从上一篇文章《Kernel的环形Buffer(Ring Buffer)——以Logger Buffer为例》分析可知，Android系统的Log都是用一个环形buffer来存储管理的，换成Logd之后，应该也是通过Ring Buffer来管理，只是由Kernel空间，改成用户空间。那么现在就来看看用户层是如何，往这个buffer中写Log，以及从这个buffer中读出来Log。

在Java层写APP时，一般都会调用android.util.Log这个包的一些静态方式来打印Log；

java.lang.Object
   ↳android.util.Log
API for sending log output.
Generally, use the Log.v() Log.d() Log.i() Log.w() and Log.e() methods.

分析Log.java，Log.v() Log.d() Log.i等等最终都调用到

public static int v(String tag, String msg) {
        return println_native(LOG_ID_MAIN, VERBOSE, tag, msg);
    }

=》通过JNI调用android_util_Log.cpp

 { "println_native",  "(IILjava/lang/String;Ljava/lang/String;)I", (void*) android_util_Log_println_native },
...>
static jint android_util_Log_println_native(JNIEnv* env, jobject clazz,
        jint bufID, jint priority, jstring tagObj, jstring msgObj)
{
    //先判断ID是否是一个合法LOG_ID_MAX，这个变量定义在system/下面的Log.h里面  
    if (bufID < 0 || bufID >= LOG_ID_MAX) {
        jniThrowNullPointerException(env, "bad bufID");
        return -1;
    }
//取出来TAG
    if (tagObj != NULL)
        tag = env->GetStringUTFChars(tagObj, NULL);
//取出要写入的Message
     msg = env->GetStringUTFChars(msgObj, NULL);
//调用__android_log_buf_write来写入到buffer
    int res = __android_log_buf_write(bufID, (android_LogPriority)priority, tag, msg);
    if (tag != NULL)
        env->ReleaseStringUTFChars(tagObj, tag);
    env->ReleaseStringUTFChars(msgObj, msg);
    return res;
}

__android_log_buf_write是在liblog中实现的。

在liblog中，会通过sokect通讯把要写入log交给logd去处理，大致流程如下：

下一节就来讨论logd的实现。

1，在系统启动到init处理的时候，会解析init.rc启动logd service如下：

service logd /system/bin/logd                                                                                                                                
    class core
    socket logd stream 0666 logd logd
    socket logdr seqpacket 0666 logd logd
    socket logdw dgram 0222 logd logd
    group root system

同时会创建和初始化3个socket:：logd, logdr, logdw。
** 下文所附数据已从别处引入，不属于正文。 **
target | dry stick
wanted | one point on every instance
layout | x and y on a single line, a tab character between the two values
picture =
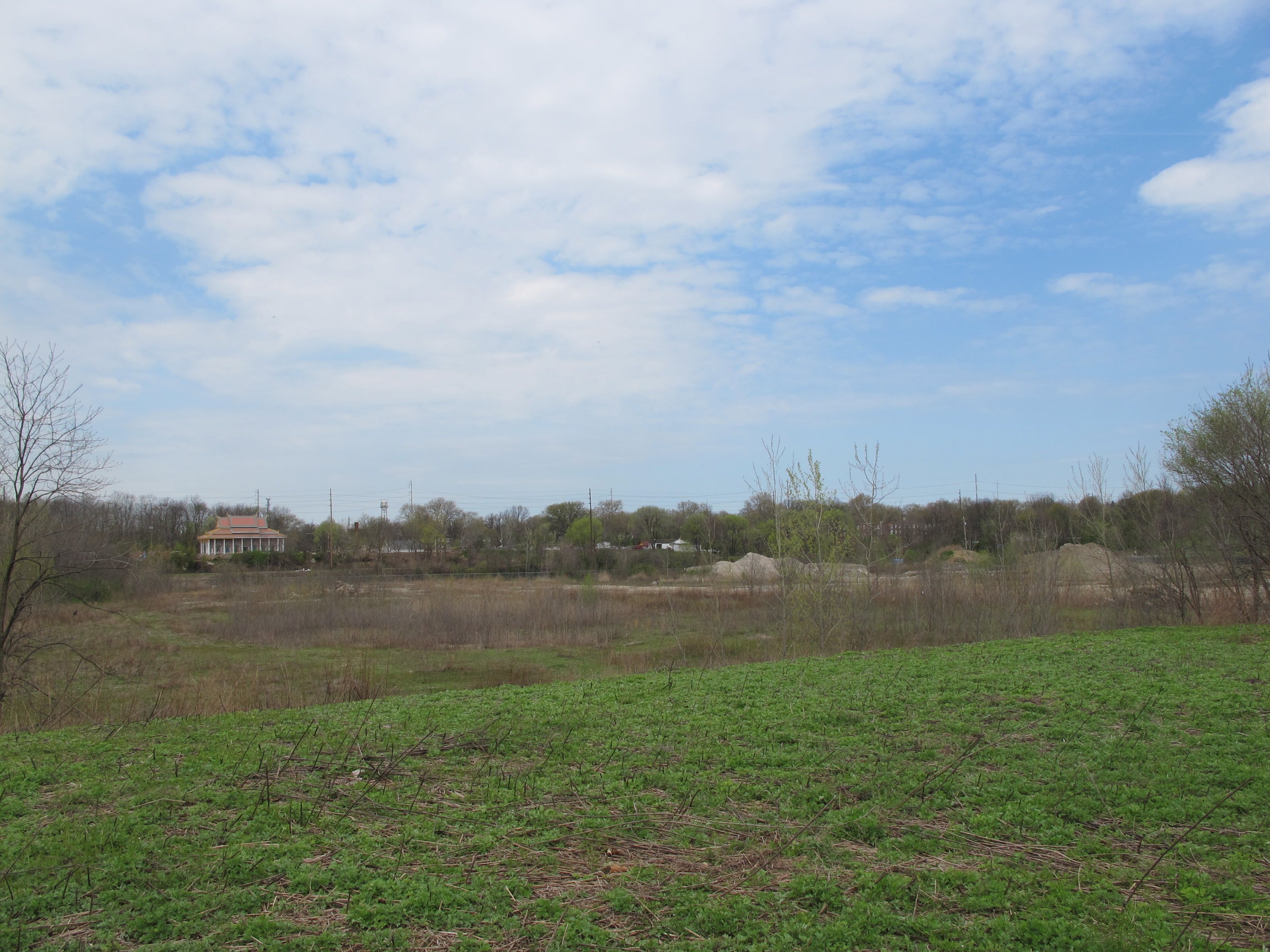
784	846
1184	836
分别是用来监听命令，处理读log，和处理写log。

socket logd stream0666 logd logd

在init中解析socket的处理如下：

service_start(struct service *svc, const char *dynamic_args)@init.cpp

        for (si = svc->sockets; si; si = si->next) {                                                                
            //读取socket类型，stream或者dgram                                         
            int socket_type = (   
                    !strcmp(si->type, "stream") ? SOCK_STREAM :
                        (!strcmp(si->type, "dgram") ? SOCK_DGRAM : SOCK_SEQPACKET));
            //创建socket
            int s = create_socket(si->name, socket_type,
                                  si->perm, si->uid, si->gid, si->socketcon ?: scon);
            if (s >= 0) {
            //发布socket，把创建的socketFd写到环境变量，让其它Sokect的Server端通过android_get_control_socket(mSocketName)来获得socketFd.
                publish_socket(si->name, s);
            }
        } 

核心是create_socket，来看这里的实现，代码位于init/util.cpp

int create_socket(const char *name, int type, mode_t perm, uid_t uid,
                  gid_t gid, const char *socketcon)
{
    struct sockaddr_un addr;
    int fd, ret;
    char *filecon;
//调用系统调用socket来创建一个PF_UNIX的socket
    fd = socket(PF_UNIX, type, 0);
 
    addr.sun_family = AF_UNIX;
    snprintf(addr.sun_path, sizeof(addr.sun_path), ANDROID_SOCKET_DIR"/%s",
             name);
//把这个socket绑定到addr上，这个addr就与/dev/socket/*有关了
ret = bind(fd, (struct sockaddr *) &addr, sizeof (addr));

这个init基本上就把Socket的Server端的初始化工作准备好了。

2，logd启动之后，会获得相应的socket，并监听socket。

以logdw为例，main()#logd/main.cpp

    // LogListener listens on /dev/socket/logdw for client
    // initiated log messages. New log entries are added to LogBuffer
    // and LogReader is notified to send updates to connected clients.
    LogListener *swl = new LogListener(logBuf, reader);
    // Backlog and /proc/sys/net/unix/max_dgram_qlen set to large value
    if (swl->startListener(300)) {
        exit(1);
    }

LogListener继承成SocketListener，而startListener正是其父类SocketListener的方法。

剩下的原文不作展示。